Les gosses en marge
6 - Ceux de la Glacière, rois des chapardeurs
De chaque côté de l'avenue d'Italie, la butte Jeanne-d'Arc et la Butte-aux-Cailles se regardent, avec l'air de deux bons larrons complices de plus d'un tour. Par là, la faubourienne indolente, les cheveux dans les yeux, en tablier et en savates ; par ici, l'« affranchi ». Les gosses des deux se valent.
Ce
n'est point tant sur le haut de la butte qu'il faut chercher les émules de Mimile. Ce quartier-là
est en pleine mue. Des démolisseurs ont mis bas les maisonnettes de naguère; des immeubles neufs
ont poussé. Place Paul-Verlaine, rue Bobillot, on commence (qui l'eût cru ?) à regarder de travers
les femmes sans chapeau, les jeunes hommes en souliers de drap. Bref la Butte, qui porta si longtemps
casquette, est en train de s'acheter un feutre.

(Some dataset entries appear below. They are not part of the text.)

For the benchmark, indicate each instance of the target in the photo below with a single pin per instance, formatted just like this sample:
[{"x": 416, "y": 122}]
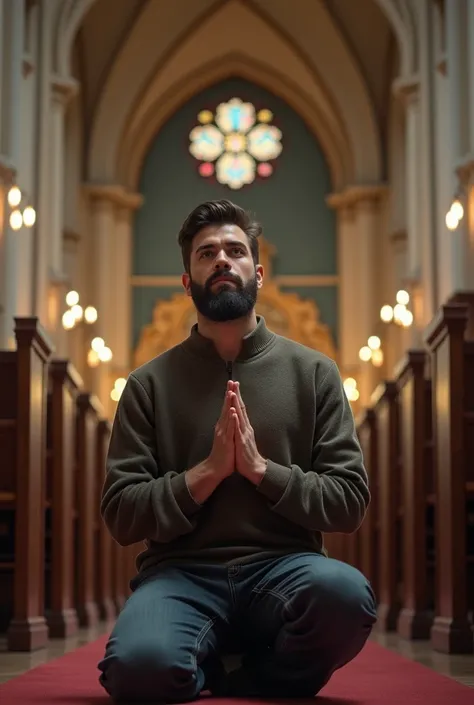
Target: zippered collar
[{"x": 252, "y": 344}]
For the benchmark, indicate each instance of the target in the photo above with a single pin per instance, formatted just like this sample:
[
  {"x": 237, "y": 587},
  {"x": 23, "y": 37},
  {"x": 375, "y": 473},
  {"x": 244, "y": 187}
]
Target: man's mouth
[{"x": 223, "y": 279}]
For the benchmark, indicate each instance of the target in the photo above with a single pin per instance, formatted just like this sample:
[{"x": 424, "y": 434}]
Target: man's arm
[
  {"x": 139, "y": 500},
  {"x": 334, "y": 495}
]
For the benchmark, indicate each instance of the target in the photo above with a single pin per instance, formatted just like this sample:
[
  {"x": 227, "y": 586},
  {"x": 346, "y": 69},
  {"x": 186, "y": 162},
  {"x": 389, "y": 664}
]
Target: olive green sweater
[{"x": 315, "y": 480}]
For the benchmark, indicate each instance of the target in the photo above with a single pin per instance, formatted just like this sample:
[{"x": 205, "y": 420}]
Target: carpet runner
[{"x": 376, "y": 677}]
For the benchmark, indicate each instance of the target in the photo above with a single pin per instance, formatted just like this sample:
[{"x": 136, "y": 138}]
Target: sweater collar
[{"x": 252, "y": 344}]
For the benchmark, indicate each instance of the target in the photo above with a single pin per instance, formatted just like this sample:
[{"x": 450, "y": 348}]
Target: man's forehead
[{"x": 219, "y": 233}]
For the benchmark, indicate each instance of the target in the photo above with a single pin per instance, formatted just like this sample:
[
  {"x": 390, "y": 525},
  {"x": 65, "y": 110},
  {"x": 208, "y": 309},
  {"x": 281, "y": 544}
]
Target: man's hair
[{"x": 217, "y": 213}]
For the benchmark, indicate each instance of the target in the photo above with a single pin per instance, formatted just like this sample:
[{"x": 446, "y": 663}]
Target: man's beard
[{"x": 229, "y": 302}]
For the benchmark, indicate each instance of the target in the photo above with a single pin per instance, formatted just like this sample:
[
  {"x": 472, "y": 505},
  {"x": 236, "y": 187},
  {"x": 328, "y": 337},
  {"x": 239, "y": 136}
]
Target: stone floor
[{"x": 460, "y": 668}]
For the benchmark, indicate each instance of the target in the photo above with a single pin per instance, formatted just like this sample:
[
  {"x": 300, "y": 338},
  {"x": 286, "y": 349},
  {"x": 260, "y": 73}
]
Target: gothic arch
[
  {"x": 140, "y": 133},
  {"x": 339, "y": 108}
]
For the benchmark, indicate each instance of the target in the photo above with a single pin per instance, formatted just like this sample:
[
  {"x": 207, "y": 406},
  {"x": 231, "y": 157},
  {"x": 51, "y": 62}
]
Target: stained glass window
[{"x": 235, "y": 143}]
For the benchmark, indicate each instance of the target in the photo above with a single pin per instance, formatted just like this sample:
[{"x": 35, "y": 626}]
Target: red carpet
[{"x": 375, "y": 677}]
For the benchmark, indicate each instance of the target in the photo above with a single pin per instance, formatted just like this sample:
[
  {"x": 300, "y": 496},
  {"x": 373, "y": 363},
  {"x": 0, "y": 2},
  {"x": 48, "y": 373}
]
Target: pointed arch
[{"x": 344, "y": 125}]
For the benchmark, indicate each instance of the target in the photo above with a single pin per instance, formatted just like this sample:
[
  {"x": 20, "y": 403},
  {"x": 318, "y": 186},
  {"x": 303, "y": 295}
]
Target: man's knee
[
  {"x": 341, "y": 592},
  {"x": 148, "y": 671}
]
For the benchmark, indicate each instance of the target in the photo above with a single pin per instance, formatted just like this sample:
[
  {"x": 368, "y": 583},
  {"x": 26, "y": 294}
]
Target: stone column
[
  {"x": 407, "y": 91},
  {"x": 122, "y": 287},
  {"x": 462, "y": 164},
  {"x": 62, "y": 91},
  {"x": 349, "y": 343},
  {"x": 359, "y": 236},
  {"x": 369, "y": 235},
  {"x": 11, "y": 67},
  {"x": 111, "y": 242}
]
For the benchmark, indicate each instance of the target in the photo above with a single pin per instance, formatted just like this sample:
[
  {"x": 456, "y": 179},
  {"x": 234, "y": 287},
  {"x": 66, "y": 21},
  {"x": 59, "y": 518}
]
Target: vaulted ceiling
[
  {"x": 343, "y": 55},
  {"x": 362, "y": 24}
]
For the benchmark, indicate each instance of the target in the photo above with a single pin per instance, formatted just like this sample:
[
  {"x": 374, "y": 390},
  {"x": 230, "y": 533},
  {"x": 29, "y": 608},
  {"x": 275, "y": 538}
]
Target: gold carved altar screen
[{"x": 285, "y": 313}]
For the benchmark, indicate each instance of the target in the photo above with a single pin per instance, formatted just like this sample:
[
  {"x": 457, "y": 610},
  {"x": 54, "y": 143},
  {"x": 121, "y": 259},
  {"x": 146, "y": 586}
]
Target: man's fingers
[
  {"x": 233, "y": 423},
  {"x": 225, "y": 406},
  {"x": 241, "y": 403}
]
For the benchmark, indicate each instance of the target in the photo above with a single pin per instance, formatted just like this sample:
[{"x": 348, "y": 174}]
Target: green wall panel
[{"x": 290, "y": 204}]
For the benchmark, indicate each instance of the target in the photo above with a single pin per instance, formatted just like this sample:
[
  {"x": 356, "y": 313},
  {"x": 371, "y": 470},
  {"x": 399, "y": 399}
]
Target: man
[{"x": 230, "y": 455}]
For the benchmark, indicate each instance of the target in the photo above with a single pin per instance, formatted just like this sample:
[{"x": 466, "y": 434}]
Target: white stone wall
[{"x": 391, "y": 192}]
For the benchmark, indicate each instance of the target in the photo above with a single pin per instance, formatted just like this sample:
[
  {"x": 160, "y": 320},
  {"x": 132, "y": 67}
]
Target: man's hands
[
  {"x": 222, "y": 456},
  {"x": 233, "y": 449},
  {"x": 234, "y": 446},
  {"x": 248, "y": 461}
]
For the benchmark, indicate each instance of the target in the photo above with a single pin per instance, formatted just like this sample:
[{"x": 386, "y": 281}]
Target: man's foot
[{"x": 236, "y": 684}]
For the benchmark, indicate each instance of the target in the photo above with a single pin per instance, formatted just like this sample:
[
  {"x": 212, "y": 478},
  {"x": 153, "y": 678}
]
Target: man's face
[{"x": 224, "y": 279}]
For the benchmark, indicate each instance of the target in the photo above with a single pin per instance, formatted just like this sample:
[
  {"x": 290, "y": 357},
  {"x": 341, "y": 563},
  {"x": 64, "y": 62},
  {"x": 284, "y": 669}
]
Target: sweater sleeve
[
  {"x": 333, "y": 495},
  {"x": 140, "y": 500}
]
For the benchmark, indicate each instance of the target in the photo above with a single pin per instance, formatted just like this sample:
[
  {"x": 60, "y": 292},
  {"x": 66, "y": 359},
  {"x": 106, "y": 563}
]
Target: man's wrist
[{"x": 258, "y": 472}]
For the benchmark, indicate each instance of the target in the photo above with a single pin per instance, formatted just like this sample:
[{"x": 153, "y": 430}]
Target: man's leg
[
  {"x": 166, "y": 639},
  {"x": 311, "y": 616}
]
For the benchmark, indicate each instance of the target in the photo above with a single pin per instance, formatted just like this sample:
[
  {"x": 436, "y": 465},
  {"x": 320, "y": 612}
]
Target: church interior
[{"x": 347, "y": 128}]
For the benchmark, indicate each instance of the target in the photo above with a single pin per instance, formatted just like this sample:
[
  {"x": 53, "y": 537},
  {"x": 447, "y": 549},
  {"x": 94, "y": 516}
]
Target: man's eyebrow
[{"x": 230, "y": 243}]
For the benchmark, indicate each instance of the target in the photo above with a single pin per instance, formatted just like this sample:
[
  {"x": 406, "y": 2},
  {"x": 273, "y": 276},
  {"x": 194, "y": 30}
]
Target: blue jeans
[{"x": 296, "y": 619}]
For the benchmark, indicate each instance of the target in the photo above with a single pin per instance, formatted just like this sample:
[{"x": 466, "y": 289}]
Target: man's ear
[{"x": 186, "y": 281}]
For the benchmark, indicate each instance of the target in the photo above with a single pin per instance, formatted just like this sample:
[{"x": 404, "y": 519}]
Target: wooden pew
[
  {"x": 389, "y": 496},
  {"x": 369, "y": 531},
  {"x": 414, "y": 390},
  {"x": 64, "y": 387},
  {"x": 452, "y": 358},
  {"x": 105, "y": 598},
  {"x": 23, "y": 399},
  {"x": 89, "y": 413}
]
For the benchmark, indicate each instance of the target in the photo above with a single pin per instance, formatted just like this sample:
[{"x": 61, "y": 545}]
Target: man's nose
[{"x": 221, "y": 261}]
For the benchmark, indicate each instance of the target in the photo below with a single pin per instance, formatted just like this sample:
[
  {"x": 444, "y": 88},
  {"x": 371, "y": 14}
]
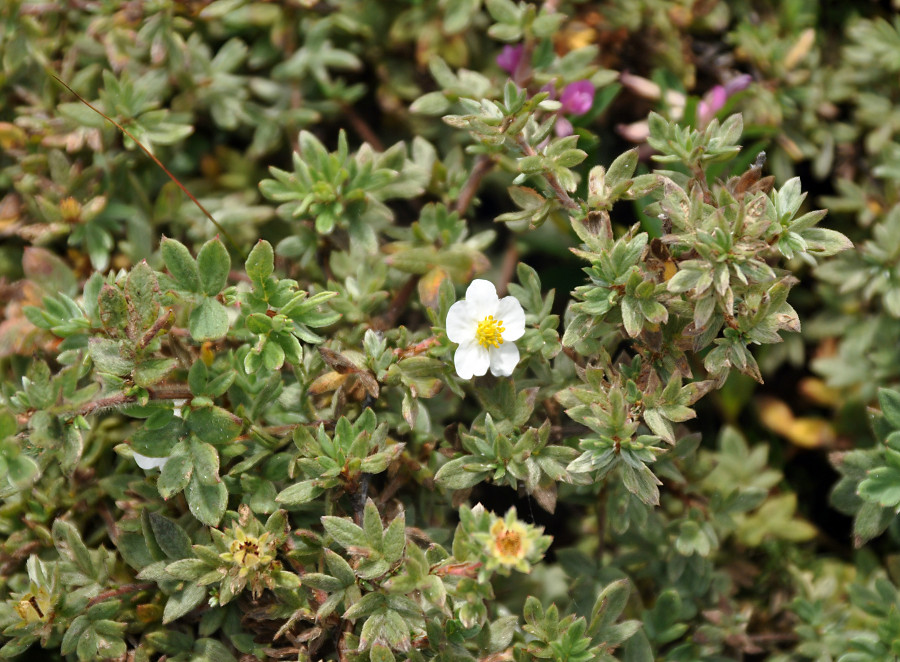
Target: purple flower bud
[
  {"x": 563, "y": 127},
  {"x": 509, "y": 58},
  {"x": 714, "y": 100},
  {"x": 578, "y": 97},
  {"x": 738, "y": 84}
]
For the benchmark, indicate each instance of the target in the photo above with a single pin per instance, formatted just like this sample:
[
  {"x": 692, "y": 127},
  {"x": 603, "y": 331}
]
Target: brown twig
[
  {"x": 154, "y": 159},
  {"x": 395, "y": 308},
  {"x": 561, "y": 193},
  {"x": 418, "y": 348},
  {"x": 510, "y": 260},
  {"x": 483, "y": 166},
  {"x": 116, "y": 592},
  {"x": 161, "y": 392}
]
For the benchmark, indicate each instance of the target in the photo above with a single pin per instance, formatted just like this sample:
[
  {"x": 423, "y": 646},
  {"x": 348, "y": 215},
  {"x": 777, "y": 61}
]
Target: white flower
[
  {"x": 147, "y": 463},
  {"x": 486, "y": 328}
]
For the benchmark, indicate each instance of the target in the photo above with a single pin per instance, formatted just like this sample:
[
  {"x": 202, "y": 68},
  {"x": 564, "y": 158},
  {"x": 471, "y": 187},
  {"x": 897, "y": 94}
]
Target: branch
[
  {"x": 162, "y": 392},
  {"x": 561, "y": 193},
  {"x": 116, "y": 592},
  {"x": 154, "y": 159}
]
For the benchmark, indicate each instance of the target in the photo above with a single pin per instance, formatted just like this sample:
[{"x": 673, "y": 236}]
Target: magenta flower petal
[
  {"x": 563, "y": 127},
  {"x": 578, "y": 97},
  {"x": 509, "y": 58},
  {"x": 738, "y": 84}
]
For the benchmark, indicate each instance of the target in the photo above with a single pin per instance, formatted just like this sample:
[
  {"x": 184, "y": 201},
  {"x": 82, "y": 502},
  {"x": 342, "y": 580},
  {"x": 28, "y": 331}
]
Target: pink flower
[
  {"x": 715, "y": 99},
  {"x": 578, "y": 97},
  {"x": 510, "y": 57}
]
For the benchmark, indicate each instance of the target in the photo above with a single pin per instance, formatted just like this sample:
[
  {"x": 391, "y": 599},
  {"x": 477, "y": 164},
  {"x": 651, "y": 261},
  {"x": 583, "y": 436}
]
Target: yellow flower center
[
  {"x": 246, "y": 552},
  {"x": 488, "y": 332},
  {"x": 510, "y": 543}
]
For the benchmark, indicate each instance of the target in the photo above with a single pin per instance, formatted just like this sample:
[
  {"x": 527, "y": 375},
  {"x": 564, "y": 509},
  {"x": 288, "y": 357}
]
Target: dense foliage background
[{"x": 234, "y": 427}]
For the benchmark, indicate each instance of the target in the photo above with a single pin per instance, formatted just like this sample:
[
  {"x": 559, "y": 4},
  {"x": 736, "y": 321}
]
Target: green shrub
[{"x": 431, "y": 363}]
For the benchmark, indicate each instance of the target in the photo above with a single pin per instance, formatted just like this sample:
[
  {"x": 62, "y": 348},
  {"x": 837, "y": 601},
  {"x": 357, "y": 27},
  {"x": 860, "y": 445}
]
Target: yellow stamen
[{"x": 488, "y": 332}]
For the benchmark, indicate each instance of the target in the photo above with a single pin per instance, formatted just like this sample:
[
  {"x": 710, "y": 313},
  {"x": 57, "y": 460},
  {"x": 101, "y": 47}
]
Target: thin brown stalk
[
  {"x": 483, "y": 165},
  {"x": 152, "y": 158}
]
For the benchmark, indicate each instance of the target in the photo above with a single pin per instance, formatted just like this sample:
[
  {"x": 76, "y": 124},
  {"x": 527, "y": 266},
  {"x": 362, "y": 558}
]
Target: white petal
[
  {"x": 482, "y": 298},
  {"x": 145, "y": 462},
  {"x": 504, "y": 359},
  {"x": 471, "y": 359},
  {"x": 510, "y": 312},
  {"x": 461, "y": 324}
]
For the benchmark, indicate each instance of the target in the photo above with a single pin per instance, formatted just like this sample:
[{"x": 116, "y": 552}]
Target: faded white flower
[
  {"x": 486, "y": 328},
  {"x": 145, "y": 462}
]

Mais au pied de ce territoire conquis aux lois et à l'urbanisme, la liberté garde ses allures. Rue Brillat-Savarin, rue de la Fontaine-à-Mulard, place de Rungis, on marche sur la marmaille. Et quelle marmaille !
Plus crasseuse, plus morveuse, plus effrontée encore que celle de la cité Jeanne-d'Arc, une cohue de petits pillards qu'égrène le groupe des habitations à bon marché.
Ah philanthropie ! que de crimes on commet en ton nom ! Quand on a donné à quelques centaines de pauvres familles ces beaux immeubles aux briques luisantes, égayés de balcons coquets par où entre le rire du soleil, on leur a dit avec emphase :
« Vous voici chez vous, soyez heureuses. » Et les familles se sont installées ; mais beaucoup se sont crues encore au temps où, sur la zone, elles déclouaient des pans de leurs chambres pour allumer leur feu ; celles-ci ont arraché des lames de parquet, celles-là brûlé les portes intérieures. Et maintenant, rue Brillat-Savarin, il y a une cité Jeanne-d'Arc qui naît.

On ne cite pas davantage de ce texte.